Atmospheric CO2 Helps Oak Trees Recover from Natural Disasters
Day, F.P., Schroeder, R.E., Stover, D.B., Brown, A.L.P., Butnor, J.R., Dilustro, J., Hungate, B.A., Dijkstra, P., Duval, B.D., Seiler, T.J., Drake, B.G. and Hinkle, C.R. 2013. The effects of 11 years of CO2 enrichment on roots in a Florida scrub-oak ecosystem. New Phytologist 200: 778-787.
In their particular experiment, half of the study's open-top chambers enclosing groups of trees were exposed to eleven years of atmospheric CO2 enrichment to approximately 350 ppm above the ambient concentration.

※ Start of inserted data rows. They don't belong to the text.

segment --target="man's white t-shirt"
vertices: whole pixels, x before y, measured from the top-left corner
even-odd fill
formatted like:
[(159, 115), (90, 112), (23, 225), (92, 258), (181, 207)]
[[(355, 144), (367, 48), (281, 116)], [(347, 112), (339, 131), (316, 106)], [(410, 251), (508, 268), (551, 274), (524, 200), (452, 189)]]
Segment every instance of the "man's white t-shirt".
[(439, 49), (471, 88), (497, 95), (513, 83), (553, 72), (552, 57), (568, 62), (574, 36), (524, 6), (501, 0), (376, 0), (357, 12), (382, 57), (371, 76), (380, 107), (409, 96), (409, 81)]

Fine root production, turnover and biomass were measured using mini-rhizotrons, while coarse root biomass was measured using ground-penetrating radar, and total root biomass using soil cores.
The twelve researchers report "total root biomass was as much as five times greater than aboveground biomass in this system, reflecting the importance of belowground structures as a carbon reservoir." They also note the belowground biomass was temporally dynamic and underwent natural cycles "affected by ecosystem disturbances in systems with strong disturbance regimes." More specifically, they state "strong CO2 effects on fine root biomass were seen after disturbance by fire and hurricane during periods of recovery followed by periods in which CO2 effects diminished."
In the concluding words of Day et al., "elevated CO2 may enhance root growth following disturbance and potentially speed up the recovery." Indeed, it would appear even following the massive aboveground destruction caused by both fires and hurricanes, atmospheric CO2 enrichment is able to bring scrub-oak ecosystems back from the brink, so to speak, to once again flourish, as the life-giving gas stimulates root production and the acquisition of needed-but-scarce soil nutrients.